US 12,079,648 B2
	Framework of proactive and/or reactive strategies for improving labeling consistency and efficiency
Evelyn Duesterwald, Millwood, NY (US); Austin Zachary Henley, Memphis, TN (US); David John Piorkowski, White Plains, NY (US); and John T. Richards, Honeoye Falls, NY (US)
Assigned to International Business Machines Corporation, Armonk, NY (US)
Filed by International Business Machines Corporation, Armonk, NY (US)
Filed on Dec. 28, 2017, as Appl. No. 15/857,599.
Prior Publication US 2019/0205703 A1, Jul. 4, 2019
Int. Cl. G06F 9/451 (2018.01); G06F 17/18 (2006.01); G06F 18/24 (2023.01); G06F 18/40 (2023.01); G06F 40/169 (2020.01); G06N 20/00 (2019.01); G06F 16/28 (2019.01)

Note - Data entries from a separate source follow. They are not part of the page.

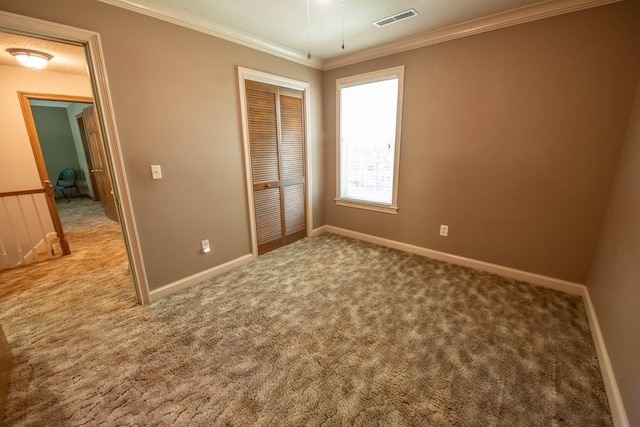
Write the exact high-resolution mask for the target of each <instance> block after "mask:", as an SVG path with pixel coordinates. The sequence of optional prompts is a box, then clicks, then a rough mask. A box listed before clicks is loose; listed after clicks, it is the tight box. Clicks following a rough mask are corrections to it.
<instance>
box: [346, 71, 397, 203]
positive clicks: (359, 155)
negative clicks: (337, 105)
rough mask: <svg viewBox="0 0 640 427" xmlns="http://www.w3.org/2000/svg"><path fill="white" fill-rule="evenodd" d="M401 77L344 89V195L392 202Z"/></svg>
mask: <svg viewBox="0 0 640 427" xmlns="http://www.w3.org/2000/svg"><path fill="white" fill-rule="evenodd" d="M397 105H398V79H397V78H393V79H389V80H383V81H377V82H372V83H365V84H360V85H354V86H348V87H343V88H341V89H340V198H342V199H349V200H357V201H364V202H369V203H376V204H381V205H389V206H390V205H391V204H392V201H393V181H394V180H393V173H394V164H395V152H396V147H395V144H396V120H397Z"/></svg>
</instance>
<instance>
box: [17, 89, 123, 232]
mask: <svg viewBox="0 0 640 427" xmlns="http://www.w3.org/2000/svg"><path fill="white" fill-rule="evenodd" d="M18 95H19V98H20V104H21V107H22V112H23V114H24V121H25V124H26V126H27V130H28V133H29V139H30V142H31V148H32V150H33V156H34V159H35V162H36V166H37V168H38V174H39V175H40V177H41V179H43V180H45V179H48V180H49V181H50V182H52V183H54V184H56V183H57V181H58V180H59V178H60V173H61V171H73V177H74V178H75V181H74V184H75V185H77V189H76V195H77V196H80V197H84V194H87V195H89V196H90V197H91V199H93V200H95V201H98V202H100V204H101V205H102V210H103V211H104V215H105V216H106V217H107V218H109V219H111V220H112V221H115V222H119V219H118V212H117V208H116V204H115V199H114V197H113V187H112V184H111V174H110V172H109V165H108V162H107V156H106V152H105V147H104V142H103V138H102V131H101V129H100V124H99V121H98V117H97V113H96V109H95V106H94V104H93V98H86V97H80V96H69V95H51V94H36V93H24V92H19V93H18ZM61 110H63V111H61ZM54 188H56V187H54ZM69 191H70V194H69V196H73V188H72V189H70V190H69ZM83 191H84V193H83ZM60 192H61V193H62V195H63V196H64V195H65V193H64V189H63V188H61V189H60ZM70 200H71V197H69V198H67V201H68V202H69V201H70Z"/></svg>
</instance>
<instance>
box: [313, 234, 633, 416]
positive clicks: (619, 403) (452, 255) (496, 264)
mask: <svg viewBox="0 0 640 427" xmlns="http://www.w3.org/2000/svg"><path fill="white" fill-rule="evenodd" d="M316 231H317V234H315V233H316ZM322 232H327V233H333V234H338V235H341V236H345V237H350V238H352V239H357V240H362V241H364V242H368V243H373V244H376V245H380V246H385V247H388V248H392V249H398V250H401V251H404V252H409V253H412V254H416V255H421V256H424V257H427V258H433V259H437V260H439V261H444V262H449V263H452V264H457V265H461V266H464V267H469V268H474V269H476V270H481V271H486V272H488V273H493V274H497V275H499V276H504V277H508V278H511V279H516V280H522V281H524V282H527V283H531V284H532V285H536V286H542V287H545V288H549V289H554V290H557V291H562V292H566V293H568V294H571V295H580V296H582V298H583V300H584V305H585V310H586V312H587V319H588V321H589V328H590V330H591V336H592V338H593V343H594V346H595V348H596V354H597V355H598V363H599V364H600V371H601V373H602V380H603V382H604V387H605V390H606V392H607V399H608V400H609V408H610V410H611V417H612V418H613V424H614V425H615V426H616V427H629V420H628V418H627V414H626V411H625V409H624V404H623V402H622V397H621V395H620V389H619V388H618V383H617V381H616V378H615V375H614V373H613V367H612V366H611V360H610V359H609V354H608V353H607V348H606V346H605V343H604V338H603V337H602V331H601V330H600V324H599V323H598V317H597V316H596V312H595V309H594V307H593V304H592V302H591V297H590V296H589V290H588V289H587V287H586V286H585V285H582V284H579V283H573V282H568V281H566V280H561V279H556V278H553V277H548V276H542V275H540V274H535V273H530V272H528V271H523V270H517V269H515V268H510V267H504V266H501V265H497V264H491V263H488V262H484V261H479V260H475V259H471V258H465V257H461V256H458V255H452V254H448V253H446V252H440V251H435V250H432V249H427V248H423V247H420V246H414V245H410V244H407V243H402V242H398V241H395V240H389V239H384V238H382V237H377V236H372V235H370V234H364V233H358V232H357V231H351V230H346V229H344V228H339V227H334V226H331V225H326V226H323V227H319V228H317V229H316V230H314V235H319V234H322Z"/></svg>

CPC G06F 9/453 (2018.02) [G06F 17/18 (2013.01); G06F 18/24 (2023.01); G06F 18/41 (2023.01); G06F 40/169 (2020.01); G06N 20/00 (2019.01); G06F 16/285 (2019.01)]

13 Claims

1. A method for improving performance of a computer implementing a machine learning system, said method comprising:

providing, via a graphical user interface, to an annotator, unlabeled corpus data;

obtaining, via said graphical user interface, labels for said unlabeled corpus data;

detecting, with a consistency calculation routine, concurrent with said obtaining of said labels, at least internal inconsistency in said labels based on a comparison of an inconsistency measurement in relation to a given threshold, said detecting including periodically retesting said annotator on a portion of data previously-labeled by said annotator, the periodic retesting comprising re-presenting in unlabeled form via said graphical user interface said portion of data that was previously-labeled by said annotator and, in response, receiving a new label from the annotator, the inconsistency measurement being based on a determination of whether said new label is consistent with an initial label provided previously by the annotator to respond to an initial presentation of said portion of data;

responsive to said detection of said internal inconsistency, intervening in said obtaining of said labels, concurrent with said obtaining with said labels, with a reactive intervention subsystem until said internal inconsistency in said labels is addressed;

completing said obtaining of said labels subsequent to said intervening;

carrying out training of said machine learning system to provide a trained machine learning system, based on results of said completing of said obtaining of said labels subsequent to said intervening; and

carrying out classifying new data with said trained machine learning system.